I woke up this morning to read Scott Noelle’s reflection that Every Day is Mother’s Day!  Oh, how I wished I could have read that before I set myself and my daughter up for this infamous day.

All went beautifully, in the morning, as she greeted me with gifts and appreciation for being her mom.  Ahhhh, I thought, boy this is different from last year.  Maybe, I will get a day with her taking care of my needs!   WARNING!  WARNING!  Why can’t I be ok with 10 minutes!

The day progresses and I think I am doing fine until she wants to watch a movie instead of spending time with me in the evening.  Now, I’ve let her play with her friends all day.  My “little mind” starts saying, “You’ve had all day, can’t I just have tonight to snuggle and be APPRECIATED”?  I can feel that I am heading down the wrong track but I can’t seem to stop the train!

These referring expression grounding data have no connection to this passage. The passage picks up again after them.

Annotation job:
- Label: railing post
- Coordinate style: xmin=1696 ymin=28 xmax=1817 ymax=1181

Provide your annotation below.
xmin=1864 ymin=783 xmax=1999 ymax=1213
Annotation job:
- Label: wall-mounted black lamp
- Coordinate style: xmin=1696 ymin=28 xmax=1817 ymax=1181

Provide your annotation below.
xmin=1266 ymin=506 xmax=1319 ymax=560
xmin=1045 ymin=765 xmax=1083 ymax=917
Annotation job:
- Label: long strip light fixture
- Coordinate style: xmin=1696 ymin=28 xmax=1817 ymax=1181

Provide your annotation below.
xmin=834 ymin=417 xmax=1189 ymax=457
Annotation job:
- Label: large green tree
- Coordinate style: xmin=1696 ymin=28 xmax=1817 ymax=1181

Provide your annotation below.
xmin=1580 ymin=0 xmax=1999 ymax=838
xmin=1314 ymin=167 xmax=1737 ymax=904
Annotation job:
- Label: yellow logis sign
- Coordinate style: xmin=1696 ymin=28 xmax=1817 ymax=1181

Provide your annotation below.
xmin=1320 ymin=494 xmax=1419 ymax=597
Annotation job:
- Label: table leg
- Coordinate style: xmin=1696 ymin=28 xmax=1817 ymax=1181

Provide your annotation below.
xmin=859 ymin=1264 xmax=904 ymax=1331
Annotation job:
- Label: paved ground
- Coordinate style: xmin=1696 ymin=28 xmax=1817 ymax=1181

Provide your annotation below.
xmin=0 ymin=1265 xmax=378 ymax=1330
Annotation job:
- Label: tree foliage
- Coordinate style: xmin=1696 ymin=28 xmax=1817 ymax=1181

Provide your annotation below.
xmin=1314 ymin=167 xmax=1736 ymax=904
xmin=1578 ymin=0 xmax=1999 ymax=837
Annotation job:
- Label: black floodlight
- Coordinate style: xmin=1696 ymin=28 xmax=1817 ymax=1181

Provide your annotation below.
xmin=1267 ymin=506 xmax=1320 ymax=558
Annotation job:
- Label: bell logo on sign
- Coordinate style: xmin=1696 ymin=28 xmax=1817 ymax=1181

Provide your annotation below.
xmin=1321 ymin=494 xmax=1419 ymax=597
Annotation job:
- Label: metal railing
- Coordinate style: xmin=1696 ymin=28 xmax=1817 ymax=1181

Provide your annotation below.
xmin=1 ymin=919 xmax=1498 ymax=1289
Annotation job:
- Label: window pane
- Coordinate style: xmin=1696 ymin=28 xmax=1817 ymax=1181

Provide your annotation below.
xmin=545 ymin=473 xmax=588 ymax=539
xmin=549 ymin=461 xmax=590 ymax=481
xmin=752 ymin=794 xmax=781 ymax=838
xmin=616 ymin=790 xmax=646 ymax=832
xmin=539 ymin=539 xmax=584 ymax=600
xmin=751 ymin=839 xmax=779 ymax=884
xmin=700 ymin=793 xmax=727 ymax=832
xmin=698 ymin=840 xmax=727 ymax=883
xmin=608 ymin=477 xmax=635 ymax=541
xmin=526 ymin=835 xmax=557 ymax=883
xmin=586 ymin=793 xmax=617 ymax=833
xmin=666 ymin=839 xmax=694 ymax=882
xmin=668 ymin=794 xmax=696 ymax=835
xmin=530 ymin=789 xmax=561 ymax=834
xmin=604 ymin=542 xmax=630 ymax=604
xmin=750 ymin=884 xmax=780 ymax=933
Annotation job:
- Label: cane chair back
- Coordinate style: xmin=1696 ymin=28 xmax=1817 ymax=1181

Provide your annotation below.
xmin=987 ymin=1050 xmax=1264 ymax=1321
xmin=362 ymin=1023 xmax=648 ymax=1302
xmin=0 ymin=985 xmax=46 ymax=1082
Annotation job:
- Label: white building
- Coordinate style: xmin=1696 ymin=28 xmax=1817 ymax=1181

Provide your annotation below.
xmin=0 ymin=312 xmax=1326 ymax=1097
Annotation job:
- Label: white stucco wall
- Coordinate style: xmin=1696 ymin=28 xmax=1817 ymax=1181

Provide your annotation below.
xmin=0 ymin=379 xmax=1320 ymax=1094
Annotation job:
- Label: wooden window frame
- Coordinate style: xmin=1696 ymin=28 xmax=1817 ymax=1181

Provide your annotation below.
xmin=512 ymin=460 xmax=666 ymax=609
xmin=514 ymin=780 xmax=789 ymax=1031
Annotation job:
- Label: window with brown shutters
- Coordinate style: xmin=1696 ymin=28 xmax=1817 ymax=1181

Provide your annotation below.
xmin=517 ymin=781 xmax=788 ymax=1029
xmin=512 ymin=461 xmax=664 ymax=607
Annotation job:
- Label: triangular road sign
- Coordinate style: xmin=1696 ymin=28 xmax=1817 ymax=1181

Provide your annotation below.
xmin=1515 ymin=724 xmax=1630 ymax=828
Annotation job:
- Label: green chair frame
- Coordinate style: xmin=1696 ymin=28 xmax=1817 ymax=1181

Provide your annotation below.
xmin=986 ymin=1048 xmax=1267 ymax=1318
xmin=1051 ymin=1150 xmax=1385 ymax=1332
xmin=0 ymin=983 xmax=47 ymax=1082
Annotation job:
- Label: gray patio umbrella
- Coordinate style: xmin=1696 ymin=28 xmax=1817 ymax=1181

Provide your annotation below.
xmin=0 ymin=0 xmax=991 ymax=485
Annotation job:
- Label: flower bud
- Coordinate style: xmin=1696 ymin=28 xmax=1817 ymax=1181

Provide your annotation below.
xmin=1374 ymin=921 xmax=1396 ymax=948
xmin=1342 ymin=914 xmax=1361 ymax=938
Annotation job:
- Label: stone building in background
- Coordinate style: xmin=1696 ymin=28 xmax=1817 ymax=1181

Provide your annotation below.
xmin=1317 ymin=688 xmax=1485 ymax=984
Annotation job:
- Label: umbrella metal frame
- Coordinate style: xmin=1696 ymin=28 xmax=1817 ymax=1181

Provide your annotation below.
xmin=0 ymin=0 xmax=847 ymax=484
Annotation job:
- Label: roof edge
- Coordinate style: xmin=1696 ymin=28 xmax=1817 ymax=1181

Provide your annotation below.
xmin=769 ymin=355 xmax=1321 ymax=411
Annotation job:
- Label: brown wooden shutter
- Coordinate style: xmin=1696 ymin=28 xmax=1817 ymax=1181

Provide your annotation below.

I take a breath, and decide to go take a bath!  As I head of the stairs, I run into a roll of toilet paper covering the stairs, wadded up into a HUGE mass at the top of the stairs, and strewn all over the bedroom.  I feel my anger rising and the next thing I hear coming out of my mouth, rather loudly, is “I’m not picking up toilet paper on Mother’s Day!”  “This is MY day, and I need you to pick this up, at once”

She says, “I’ll take care of it mom”.  I head into the tub and talk to myself the whole time.  I tell myself that she can’t take care of my needs, I can.  I am a good mom.  I can love myself and take care of my needs.  Ahhhh!  The hot water takes me to my depths and I realize, that she can’t take care of my needs, but I can.

I walk out of the bath, calm and relaxed and she says to check my Email.  Following message:

dear mom i was not thing right when i put the toilet paper down the stars.

i no that it is mothers day but i could not help it.

i love you as much as the wind loves the sky and the sky loves the

world and the world loves the universe and the universe loves

the planets.

mommoo

you are the best mom in the world.

Oh my, what was I thinking?  Of course, toilet paper is fun!  So, I tickled her silly, and acknowledged how I understood  she couldn’t help it and guess what?  I got all the snuggles and love I was looking for after all!